Warning: The Most Important Financial Story No One Is Talking About

10 Year Note Chart

 

The chart above doesn’t look like much, but it is hugely important. It is the chart for a 10 Year Treasury Note and I cannot stress enough just how important it is. There are 3 things here. 

1. My timing work shows that what you are looking at is a multi-generational bottom in interest rates. It is unlikely that we see interest rates this low over the next 50-100 years. Stock market and interest rate history teaches us that much. 

2. While it doesn’t look like much, this benchmark interest rate moved from 1.43% in July of 2012 to about 2.80% today. That is a 100% increase in interest rates in just 12 months. That is a massive move by any measure and the largest of its kind in nearly 3 decades.    

3. The interest rates are just now starting their climb upwards. The trend has shifted and will continue upward for at least a few more decades. It will not be a straight line move and it will not be fast, but do anticipate a gradual increase from this point on. My timing work shows that these rates should accelerate to the upside after 2016 due to upcoming inflation. 

What does it all mean? In simple terms, this will have a huge negative impact on the overall US and Global economy, it will destroy the US housing bubble once and for all, it will suck down emerging markets (which is already happening). 

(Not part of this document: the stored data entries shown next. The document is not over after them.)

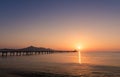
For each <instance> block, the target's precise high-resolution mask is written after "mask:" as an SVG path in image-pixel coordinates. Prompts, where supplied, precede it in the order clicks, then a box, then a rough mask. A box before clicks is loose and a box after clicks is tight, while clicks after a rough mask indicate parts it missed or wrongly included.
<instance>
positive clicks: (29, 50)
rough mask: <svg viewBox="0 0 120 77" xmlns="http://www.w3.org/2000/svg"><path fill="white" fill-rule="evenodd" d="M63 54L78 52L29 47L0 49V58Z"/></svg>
mask: <svg viewBox="0 0 120 77" xmlns="http://www.w3.org/2000/svg"><path fill="white" fill-rule="evenodd" d="M63 52H67V53H68V52H76V51H58V50H52V49H49V48H37V47H33V46H30V47H27V48H23V49H0V56H25V55H26V56H29V55H37V54H52V53H63Z"/></svg>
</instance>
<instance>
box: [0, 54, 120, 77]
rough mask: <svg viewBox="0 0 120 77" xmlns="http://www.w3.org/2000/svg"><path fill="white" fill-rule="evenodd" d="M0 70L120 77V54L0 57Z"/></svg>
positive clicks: (94, 54) (91, 76)
mask: <svg viewBox="0 0 120 77" xmlns="http://www.w3.org/2000/svg"><path fill="white" fill-rule="evenodd" d="M0 68H9V69H10V68H11V69H17V70H24V71H36V72H49V73H56V74H69V75H79V76H80V77H120V52H69V53H68V52H66V53H52V54H37V55H29V56H7V57H2V56H0Z"/></svg>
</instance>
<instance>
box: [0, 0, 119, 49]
mask: <svg viewBox="0 0 120 77" xmlns="http://www.w3.org/2000/svg"><path fill="white" fill-rule="evenodd" d="M119 39H120V0H0V48H23V47H27V46H30V45H33V46H37V47H48V48H53V49H61V50H72V49H76V48H77V47H78V46H80V47H81V49H82V50H89V51H90V50H91V51H96V50H97V51H100V50H102V51H103V50H105V51H119V50H120V41H119Z"/></svg>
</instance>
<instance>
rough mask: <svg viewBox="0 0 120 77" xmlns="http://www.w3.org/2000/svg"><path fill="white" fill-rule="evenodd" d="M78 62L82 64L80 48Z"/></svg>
mask: <svg viewBox="0 0 120 77" xmlns="http://www.w3.org/2000/svg"><path fill="white" fill-rule="evenodd" d="M78 63H79V64H81V63H82V61H81V52H80V50H78Z"/></svg>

Why? Because the all of the above mentioned markets rely purely on extremely cheap finance and high liquidity. Once you take that away, the markets and the overall economy will start going down fast.

What should you do? This is what I would do as of today. 

  • Start liquidating your stock market portfolio. You can start buying back at much cheaper prices at 2016 bottom.
  • Lock in any loans you have (mortgage, business, personal) at current rates. 
  • Sell all of your real estate holdings if it makes financial sense and satisfies all of your lifestyle choices. Real estate will get completely crushed over the next 10 years.
  • Accumulate cash and keep it safe in short term treasury(1-6 month maturity). Keep rolling it over as interest rates increase.  When the next bottom in the stock market shows up (in 2016)….Go All In.